Define Final Selection Choice Criteria for a Coloplast Catheter Ensuring Highest Patient Satisfaction Via Surveys (EVA).

This multicentre prospective study examines the detailed clinical and technical aspects of intermittent self-catheterisation (ISC) training and catheter selection among adults with neurogenic or non-neurogenic bladder dysfunctions, such as those caused by spinal cord injuries, multiple sclerosis, Parkinson's disease, stroke, or pelvic surgeries.

Medical rationale :

ISC is the standard method for managing bladder emptying disorders, particularly in cases of urinary retention or incomplete voiding due to subvesical obstruction, aiming to reduce morbidity from vesico-sphincter dysfunctions and enhance patient independence. Training typically occurs during hospital admission by nursing staff or specialists, followed by outpatient monitoring at 3-12 weeks and 6 months to assess technique mastery, catheter suitability, compliance (frequency, volume), and complications. Despite expert training, long-term adherence remains challenging due to psychological barriers and equipment mismatches, underscoring the need for patient-involved catheter selection.
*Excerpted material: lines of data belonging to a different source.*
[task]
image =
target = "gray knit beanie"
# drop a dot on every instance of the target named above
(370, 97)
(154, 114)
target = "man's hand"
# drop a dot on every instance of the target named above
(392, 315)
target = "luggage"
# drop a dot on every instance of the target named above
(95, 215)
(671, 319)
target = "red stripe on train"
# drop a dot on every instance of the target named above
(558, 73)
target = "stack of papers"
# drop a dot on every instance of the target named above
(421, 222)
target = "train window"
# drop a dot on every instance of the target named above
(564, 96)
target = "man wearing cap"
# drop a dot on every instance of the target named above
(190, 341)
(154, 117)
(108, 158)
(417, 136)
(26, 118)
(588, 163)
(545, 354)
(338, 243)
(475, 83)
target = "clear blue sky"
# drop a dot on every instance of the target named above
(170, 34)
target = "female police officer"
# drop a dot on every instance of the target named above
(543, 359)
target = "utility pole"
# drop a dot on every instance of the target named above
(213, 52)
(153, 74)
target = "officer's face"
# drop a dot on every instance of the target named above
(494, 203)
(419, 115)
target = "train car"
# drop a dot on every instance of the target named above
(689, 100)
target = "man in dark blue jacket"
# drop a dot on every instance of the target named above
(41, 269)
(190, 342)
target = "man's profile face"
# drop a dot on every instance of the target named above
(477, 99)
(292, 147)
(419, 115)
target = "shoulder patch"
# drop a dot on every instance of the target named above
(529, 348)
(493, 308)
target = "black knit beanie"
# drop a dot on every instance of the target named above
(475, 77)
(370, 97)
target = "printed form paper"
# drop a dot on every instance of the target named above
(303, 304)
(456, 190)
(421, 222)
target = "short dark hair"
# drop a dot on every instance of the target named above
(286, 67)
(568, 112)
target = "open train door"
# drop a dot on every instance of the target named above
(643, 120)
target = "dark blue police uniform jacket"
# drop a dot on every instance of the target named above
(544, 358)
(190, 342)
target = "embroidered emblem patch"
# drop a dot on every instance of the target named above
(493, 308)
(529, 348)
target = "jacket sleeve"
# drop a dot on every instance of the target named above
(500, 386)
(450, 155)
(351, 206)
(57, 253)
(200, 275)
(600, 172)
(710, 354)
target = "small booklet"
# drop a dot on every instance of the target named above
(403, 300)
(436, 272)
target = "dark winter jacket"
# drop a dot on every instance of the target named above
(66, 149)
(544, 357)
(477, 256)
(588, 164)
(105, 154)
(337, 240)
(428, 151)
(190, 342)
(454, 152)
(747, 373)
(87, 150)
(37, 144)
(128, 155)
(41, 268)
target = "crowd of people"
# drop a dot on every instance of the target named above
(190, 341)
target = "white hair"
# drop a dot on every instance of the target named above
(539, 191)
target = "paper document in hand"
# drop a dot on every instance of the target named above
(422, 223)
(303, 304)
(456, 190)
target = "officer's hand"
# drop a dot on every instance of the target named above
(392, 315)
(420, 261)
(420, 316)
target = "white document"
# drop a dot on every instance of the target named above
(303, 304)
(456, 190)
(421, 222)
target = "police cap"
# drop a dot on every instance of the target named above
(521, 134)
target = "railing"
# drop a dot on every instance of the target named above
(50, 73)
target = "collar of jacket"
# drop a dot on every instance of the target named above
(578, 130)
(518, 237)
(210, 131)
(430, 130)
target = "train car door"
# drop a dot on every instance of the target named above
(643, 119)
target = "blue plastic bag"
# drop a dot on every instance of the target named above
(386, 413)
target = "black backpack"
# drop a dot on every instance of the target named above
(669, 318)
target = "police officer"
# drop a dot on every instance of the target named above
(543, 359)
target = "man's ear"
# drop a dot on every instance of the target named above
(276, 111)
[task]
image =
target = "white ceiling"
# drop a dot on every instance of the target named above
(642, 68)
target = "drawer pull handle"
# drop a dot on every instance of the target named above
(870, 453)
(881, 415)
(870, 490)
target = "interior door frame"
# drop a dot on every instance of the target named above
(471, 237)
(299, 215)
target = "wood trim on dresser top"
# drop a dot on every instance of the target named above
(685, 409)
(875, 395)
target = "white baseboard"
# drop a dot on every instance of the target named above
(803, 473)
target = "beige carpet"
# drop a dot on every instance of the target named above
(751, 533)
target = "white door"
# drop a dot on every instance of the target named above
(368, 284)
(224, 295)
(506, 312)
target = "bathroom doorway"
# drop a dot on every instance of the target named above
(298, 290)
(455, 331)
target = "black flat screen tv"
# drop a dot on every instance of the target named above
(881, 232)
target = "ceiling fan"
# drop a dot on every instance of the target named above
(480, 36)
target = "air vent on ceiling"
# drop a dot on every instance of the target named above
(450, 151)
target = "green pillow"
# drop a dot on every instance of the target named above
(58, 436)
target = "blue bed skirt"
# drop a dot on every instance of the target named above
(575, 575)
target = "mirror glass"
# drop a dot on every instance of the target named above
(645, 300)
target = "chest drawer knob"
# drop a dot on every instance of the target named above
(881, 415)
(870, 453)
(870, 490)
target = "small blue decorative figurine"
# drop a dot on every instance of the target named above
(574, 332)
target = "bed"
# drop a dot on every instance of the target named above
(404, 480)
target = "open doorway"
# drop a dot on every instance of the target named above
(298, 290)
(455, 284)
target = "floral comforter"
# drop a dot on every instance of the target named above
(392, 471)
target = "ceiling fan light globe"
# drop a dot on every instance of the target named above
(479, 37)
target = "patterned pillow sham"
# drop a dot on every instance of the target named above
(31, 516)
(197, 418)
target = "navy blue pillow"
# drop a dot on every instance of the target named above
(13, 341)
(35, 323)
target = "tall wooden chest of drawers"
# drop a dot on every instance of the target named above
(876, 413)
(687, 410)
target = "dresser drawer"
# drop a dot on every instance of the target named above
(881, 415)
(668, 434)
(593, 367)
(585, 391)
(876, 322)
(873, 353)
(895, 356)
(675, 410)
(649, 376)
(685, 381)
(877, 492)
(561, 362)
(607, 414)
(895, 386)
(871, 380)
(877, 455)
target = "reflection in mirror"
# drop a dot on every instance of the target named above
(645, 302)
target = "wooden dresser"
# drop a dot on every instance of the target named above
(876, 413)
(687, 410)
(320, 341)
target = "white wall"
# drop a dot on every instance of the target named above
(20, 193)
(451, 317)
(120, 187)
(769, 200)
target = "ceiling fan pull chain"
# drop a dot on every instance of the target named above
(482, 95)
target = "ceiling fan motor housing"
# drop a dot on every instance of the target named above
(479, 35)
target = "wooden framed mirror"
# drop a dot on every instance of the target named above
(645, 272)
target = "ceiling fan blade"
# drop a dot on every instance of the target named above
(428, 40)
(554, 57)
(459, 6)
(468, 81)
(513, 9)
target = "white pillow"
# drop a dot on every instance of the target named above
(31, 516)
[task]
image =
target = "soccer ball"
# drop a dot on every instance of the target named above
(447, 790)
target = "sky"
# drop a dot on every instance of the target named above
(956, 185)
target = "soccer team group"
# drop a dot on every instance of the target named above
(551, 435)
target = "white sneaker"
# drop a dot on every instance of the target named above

Technical catheter details :

Coloplast's SpeediCath® range includes hydrophilic, ready-to-use catheters differentiated by length, flexibility, shape, and ergonomics: Standard (40 cm men/20 cm women), Compact (no-touch for discretion), Compact Eve (triangular female design), Flex (multi-directional tip for men), with some available as pre-connected sets. Newer Luja™ catheters incorporate Micro-hole Zone Technology (>80 micro-holes in men, >50 in women) to minimise flow-stops, residual urine, and urinary tract infection (UTI) risk-addressing common issues where conventional eyelet catheters cause mucosa adhesion and incomplete emptying. Evidence shows hydrophilic catheters reduce urethral trauma and improve quality of life, with SpeediCath® demonstrating faster, more discreet use versus non-ready-to-use alternatives, and Luja/MHZC outperforming comparators in flow dynamics and user ratings. All are Class I sterile CE-marked devices manufactured by Coloplast A/S.
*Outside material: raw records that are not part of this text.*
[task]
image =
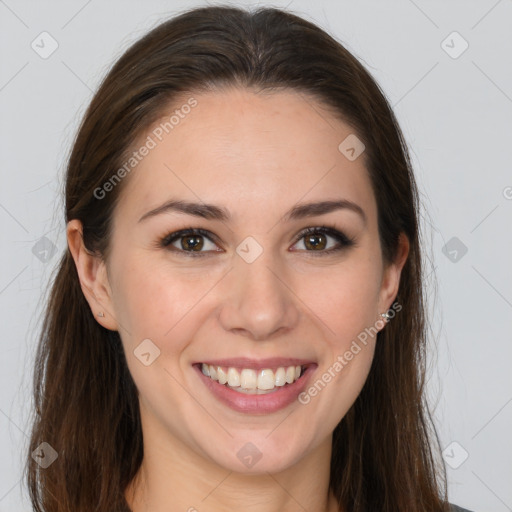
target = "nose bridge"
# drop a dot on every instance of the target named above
(257, 303)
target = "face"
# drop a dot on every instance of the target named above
(264, 283)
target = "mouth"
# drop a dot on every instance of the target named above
(255, 387)
(254, 381)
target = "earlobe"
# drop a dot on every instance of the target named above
(93, 277)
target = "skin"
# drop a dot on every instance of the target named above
(257, 155)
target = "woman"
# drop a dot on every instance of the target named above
(238, 321)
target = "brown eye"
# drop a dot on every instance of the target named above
(192, 242)
(315, 242)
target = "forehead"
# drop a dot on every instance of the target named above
(246, 151)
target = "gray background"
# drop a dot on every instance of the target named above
(455, 111)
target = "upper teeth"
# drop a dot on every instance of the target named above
(252, 379)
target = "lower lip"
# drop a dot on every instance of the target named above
(254, 404)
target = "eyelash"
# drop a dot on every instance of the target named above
(344, 242)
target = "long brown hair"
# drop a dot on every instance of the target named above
(385, 450)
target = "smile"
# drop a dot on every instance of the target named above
(250, 381)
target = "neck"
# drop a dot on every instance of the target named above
(173, 477)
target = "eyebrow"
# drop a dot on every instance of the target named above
(213, 212)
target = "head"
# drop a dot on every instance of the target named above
(252, 117)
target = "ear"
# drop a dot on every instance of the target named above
(92, 273)
(391, 276)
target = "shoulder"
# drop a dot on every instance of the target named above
(455, 508)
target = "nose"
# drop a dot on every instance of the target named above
(257, 300)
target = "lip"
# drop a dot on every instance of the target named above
(257, 404)
(256, 364)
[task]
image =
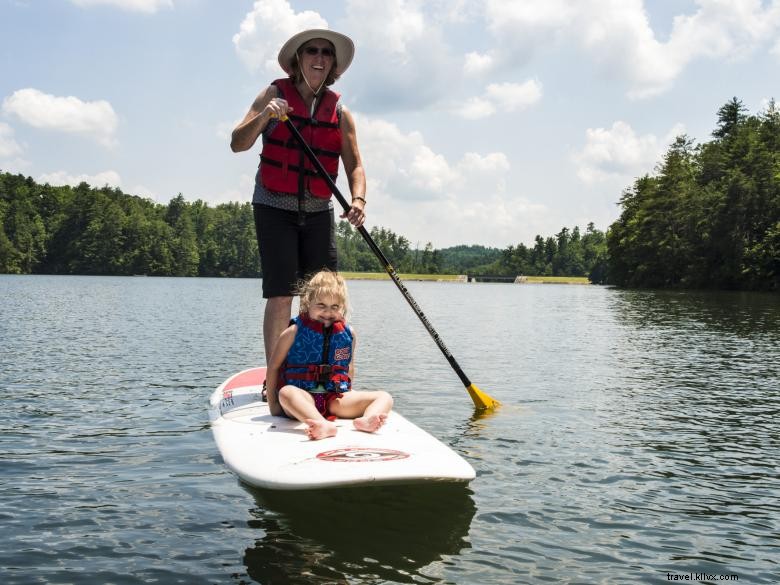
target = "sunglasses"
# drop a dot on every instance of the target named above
(325, 52)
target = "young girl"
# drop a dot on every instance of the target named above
(310, 374)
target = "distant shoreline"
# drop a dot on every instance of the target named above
(463, 278)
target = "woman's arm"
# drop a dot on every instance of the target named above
(266, 106)
(353, 167)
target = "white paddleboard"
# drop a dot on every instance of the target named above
(274, 452)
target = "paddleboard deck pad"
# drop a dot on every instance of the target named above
(275, 453)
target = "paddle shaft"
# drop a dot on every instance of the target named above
(378, 253)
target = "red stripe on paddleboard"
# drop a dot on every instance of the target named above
(253, 377)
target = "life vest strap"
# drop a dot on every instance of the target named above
(294, 168)
(314, 372)
(303, 121)
(292, 144)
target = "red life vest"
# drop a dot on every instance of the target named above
(282, 158)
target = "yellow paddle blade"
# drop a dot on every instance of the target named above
(481, 400)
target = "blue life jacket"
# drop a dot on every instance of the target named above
(319, 356)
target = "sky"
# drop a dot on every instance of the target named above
(479, 121)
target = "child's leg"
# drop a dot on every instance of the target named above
(300, 404)
(368, 409)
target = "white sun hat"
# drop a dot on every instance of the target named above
(345, 48)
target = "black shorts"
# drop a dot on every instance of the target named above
(290, 252)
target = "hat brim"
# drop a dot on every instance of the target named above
(345, 48)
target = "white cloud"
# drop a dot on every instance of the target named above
(477, 63)
(266, 28)
(617, 34)
(503, 97)
(66, 114)
(244, 187)
(58, 178)
(515, 96)
(423, 195)
(148, 6)
(8, 145)
(619, 152)
(395, 26)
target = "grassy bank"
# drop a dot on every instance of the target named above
(385, 276)
(460, 278)
(557, 280)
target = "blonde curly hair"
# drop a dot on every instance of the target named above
(322, 284)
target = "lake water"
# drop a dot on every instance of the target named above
(638, 441)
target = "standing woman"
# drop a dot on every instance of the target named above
(294, 216)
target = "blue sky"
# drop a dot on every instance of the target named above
(479, 122)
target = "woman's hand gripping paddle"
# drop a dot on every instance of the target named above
(481, 400)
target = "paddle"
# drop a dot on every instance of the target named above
(481, 400)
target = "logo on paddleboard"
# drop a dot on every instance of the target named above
(361, 455)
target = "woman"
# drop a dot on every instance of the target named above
(294, 216)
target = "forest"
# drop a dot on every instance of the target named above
(710, 215)
(707, 217)
(103, 231)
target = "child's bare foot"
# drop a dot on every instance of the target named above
(320, 429)
(370, 424)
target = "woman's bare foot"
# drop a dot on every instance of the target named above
(320, 429)
(370, 424)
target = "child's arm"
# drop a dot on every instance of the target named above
(273, 373)
(352, 359)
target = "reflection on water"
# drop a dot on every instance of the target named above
(639, 434)
(374, 534)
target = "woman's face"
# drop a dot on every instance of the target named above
(316, 59)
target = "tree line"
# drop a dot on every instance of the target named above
(87, 230)
(710, 216)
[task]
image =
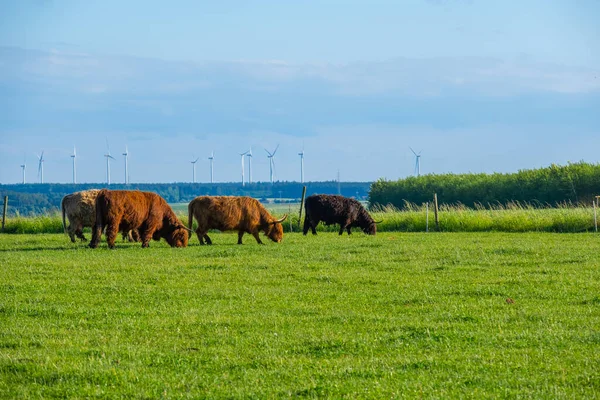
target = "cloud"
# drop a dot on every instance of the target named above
(63, 91)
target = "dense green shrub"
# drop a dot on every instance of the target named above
(575, 183)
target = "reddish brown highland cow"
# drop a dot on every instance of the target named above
(132, 209)
(232, 213)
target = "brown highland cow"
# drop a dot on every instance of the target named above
(232, 213)
(147, 212)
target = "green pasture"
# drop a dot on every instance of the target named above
(512, 218)
(415, 315)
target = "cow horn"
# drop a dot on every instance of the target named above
(278, 221)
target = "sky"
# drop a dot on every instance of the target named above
(471, 86)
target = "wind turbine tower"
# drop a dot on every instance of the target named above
(271, 162)
(74, 156)
(23, 166)
(301, 154)
(108, 157)
(211, 158)
(249, 155)
(126, 154)
(417, 161)
(243, 154)
(194, 170)
(41, 167)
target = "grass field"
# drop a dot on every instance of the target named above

Study design and data collection This descriptive interventional cohort embeds questionnaire-based assessments into routine care across ~7 sites (urology/rehabilitation centres), targeting 107 patients for 6-month follow-up after a 6-month inclusion period. Beyond basic selection criteria, data capture socio-demographics (age, living status, education, occupation), clinical factors (pathology severity, USP symptom scores, anorectal dysfunction, meatus accessibility, urethral sensitivity, concomitant treatments), and ISC specifics (training location/duration, prescription frequency, solo vs. combined with micturition).

Validated tools include I-CAT (14 items, score 0-56 for ISC acceptance) and IC-Di-Q (13 items on pain, blockage, bleeding, spasticity frequency/intensity); a custom questionnaire details choice drivers (e.g., ease, discretion, nurse advice). Statistical plans use SAS V9.4 for descriptive stats, logistic regressions identifying predictors of final choice/adherence, with per-protocol exclusions for major deviations and precision ±4.25-9.5% for key frequencies. No blinding applies to this open-label routine care evaluation.